Un esempio con le persone sarebbe la struttura di un'azienda. C'è il top manager, e ci sono alcuni livelli di management intermedio e inferiore. In fondo ci sono i lavoratori comuni. Un altro esempio sarebbe un esercito che potrebbe avere un generale, seguito da colonnelli, caporali e sergenti, poi privati.

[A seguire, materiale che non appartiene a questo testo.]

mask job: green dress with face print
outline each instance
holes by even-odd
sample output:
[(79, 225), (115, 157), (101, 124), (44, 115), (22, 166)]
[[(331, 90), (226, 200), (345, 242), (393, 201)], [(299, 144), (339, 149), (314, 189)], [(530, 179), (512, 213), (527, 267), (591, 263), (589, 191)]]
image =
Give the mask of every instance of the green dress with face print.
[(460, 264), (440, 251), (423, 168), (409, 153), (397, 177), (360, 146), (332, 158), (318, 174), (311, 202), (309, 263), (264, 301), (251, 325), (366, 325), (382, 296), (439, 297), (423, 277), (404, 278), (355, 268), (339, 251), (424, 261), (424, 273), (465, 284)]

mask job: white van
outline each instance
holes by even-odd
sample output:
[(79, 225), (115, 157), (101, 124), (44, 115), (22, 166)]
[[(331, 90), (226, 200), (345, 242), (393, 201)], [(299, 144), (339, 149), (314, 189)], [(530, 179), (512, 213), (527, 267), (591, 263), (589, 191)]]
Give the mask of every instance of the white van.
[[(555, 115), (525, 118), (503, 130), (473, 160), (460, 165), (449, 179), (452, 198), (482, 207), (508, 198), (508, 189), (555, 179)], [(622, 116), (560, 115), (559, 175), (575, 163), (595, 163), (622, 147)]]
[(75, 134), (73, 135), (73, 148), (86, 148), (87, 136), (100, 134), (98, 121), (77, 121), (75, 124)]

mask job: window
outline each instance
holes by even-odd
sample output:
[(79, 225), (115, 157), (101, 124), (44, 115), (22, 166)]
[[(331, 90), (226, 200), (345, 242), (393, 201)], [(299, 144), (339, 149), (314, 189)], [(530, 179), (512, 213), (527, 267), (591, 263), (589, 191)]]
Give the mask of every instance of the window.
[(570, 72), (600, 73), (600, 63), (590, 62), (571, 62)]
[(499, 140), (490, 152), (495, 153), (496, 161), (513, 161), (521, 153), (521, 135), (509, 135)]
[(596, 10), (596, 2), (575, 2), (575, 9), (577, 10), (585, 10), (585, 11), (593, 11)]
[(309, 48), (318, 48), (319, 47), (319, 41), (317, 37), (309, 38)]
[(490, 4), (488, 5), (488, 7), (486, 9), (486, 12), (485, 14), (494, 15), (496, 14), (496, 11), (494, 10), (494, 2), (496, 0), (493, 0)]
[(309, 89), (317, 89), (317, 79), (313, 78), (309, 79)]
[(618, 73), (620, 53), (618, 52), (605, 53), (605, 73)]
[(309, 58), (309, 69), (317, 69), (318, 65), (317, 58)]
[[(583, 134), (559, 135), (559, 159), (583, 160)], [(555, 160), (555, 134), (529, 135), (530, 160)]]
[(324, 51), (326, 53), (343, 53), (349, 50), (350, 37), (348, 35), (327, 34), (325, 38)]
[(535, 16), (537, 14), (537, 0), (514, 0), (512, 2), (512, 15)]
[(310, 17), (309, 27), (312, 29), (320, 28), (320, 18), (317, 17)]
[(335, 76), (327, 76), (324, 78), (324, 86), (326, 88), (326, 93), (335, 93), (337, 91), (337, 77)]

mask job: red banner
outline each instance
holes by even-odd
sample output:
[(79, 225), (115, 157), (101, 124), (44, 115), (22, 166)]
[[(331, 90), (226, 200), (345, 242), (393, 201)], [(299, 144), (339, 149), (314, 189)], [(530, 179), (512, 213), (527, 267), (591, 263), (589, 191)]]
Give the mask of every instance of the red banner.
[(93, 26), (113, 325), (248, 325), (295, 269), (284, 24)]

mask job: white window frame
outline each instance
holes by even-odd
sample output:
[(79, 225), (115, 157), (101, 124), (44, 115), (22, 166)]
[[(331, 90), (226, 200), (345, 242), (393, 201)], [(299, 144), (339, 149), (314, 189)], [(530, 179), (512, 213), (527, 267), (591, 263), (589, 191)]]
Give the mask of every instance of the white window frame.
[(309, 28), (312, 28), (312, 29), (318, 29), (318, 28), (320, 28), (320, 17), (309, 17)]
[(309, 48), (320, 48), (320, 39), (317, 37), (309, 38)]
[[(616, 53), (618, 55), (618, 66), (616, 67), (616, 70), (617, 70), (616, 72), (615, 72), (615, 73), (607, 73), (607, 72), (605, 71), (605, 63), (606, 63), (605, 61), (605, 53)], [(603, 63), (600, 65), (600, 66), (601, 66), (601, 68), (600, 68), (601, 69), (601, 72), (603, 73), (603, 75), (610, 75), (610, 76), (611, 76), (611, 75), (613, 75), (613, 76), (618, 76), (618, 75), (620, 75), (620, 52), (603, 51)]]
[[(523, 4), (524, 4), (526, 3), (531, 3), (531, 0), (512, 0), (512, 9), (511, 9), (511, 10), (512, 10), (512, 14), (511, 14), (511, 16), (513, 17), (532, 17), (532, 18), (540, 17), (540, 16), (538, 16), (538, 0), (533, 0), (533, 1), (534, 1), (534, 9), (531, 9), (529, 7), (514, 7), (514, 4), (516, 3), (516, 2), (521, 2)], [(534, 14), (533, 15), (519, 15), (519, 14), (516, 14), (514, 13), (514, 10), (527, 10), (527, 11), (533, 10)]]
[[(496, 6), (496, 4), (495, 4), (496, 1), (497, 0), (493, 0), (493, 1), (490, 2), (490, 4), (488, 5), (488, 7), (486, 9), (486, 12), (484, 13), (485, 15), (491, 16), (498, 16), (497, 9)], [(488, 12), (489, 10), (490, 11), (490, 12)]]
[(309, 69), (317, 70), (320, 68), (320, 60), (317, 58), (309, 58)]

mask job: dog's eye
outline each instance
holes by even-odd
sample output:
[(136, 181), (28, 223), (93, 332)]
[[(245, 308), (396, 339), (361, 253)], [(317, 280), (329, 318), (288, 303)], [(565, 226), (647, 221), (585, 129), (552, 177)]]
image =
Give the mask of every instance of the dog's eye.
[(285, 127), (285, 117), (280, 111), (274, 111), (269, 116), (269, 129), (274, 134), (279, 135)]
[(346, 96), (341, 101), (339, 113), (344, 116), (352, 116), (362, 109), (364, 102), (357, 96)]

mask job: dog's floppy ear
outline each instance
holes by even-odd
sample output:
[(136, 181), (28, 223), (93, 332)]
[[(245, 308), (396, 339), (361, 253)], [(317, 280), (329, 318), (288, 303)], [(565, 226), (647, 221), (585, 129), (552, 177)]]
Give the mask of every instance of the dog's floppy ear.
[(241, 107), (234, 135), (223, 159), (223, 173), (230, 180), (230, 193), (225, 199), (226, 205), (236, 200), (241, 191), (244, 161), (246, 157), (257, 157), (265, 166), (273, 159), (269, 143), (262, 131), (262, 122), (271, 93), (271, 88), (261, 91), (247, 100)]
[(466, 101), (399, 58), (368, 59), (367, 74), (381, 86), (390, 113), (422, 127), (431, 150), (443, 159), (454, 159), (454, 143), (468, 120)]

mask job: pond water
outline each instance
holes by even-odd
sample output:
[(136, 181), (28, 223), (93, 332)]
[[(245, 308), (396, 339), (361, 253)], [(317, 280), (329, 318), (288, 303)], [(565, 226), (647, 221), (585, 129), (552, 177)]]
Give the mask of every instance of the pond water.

In democrazia questo si fa educando la gente alle questioni e poi votando - in un'elezione per scegliere i leader, o in un referendum per scegliere effettivamente un'opzione tra diverse. Le reti di potere concorrenti formano ciascuna un partito politico e ciascuna offre al pubblico un solo leader o una sola opzione, per semplificare le questioni e rendere possibili le decisioni. Dopo la decisione, di solito non la combattono fino alla guerra civile, ma aspettano le prossime elezioni.

Nella dittatura questo si fa chiedendo a una persona potente di prendere la decisione e poi accettando di costringere tutti a seguirla. Chi non sarà esiliato, imprigionato o ucciso, anche se la decisione non è molto importante, poiché il rifiuto di seguirla viene preso come una sfida alla struttura di potere stessa. C'è una sola rete di potere e tutti gli altri sono costretti a diventarne parte, o a combatterla. La guerra civile è molto più comune in una dittatura che in una democrazia.

In questi esempi, le persone che sono più in alto hanno più autorità e potere di quelle che sono sotto di loro.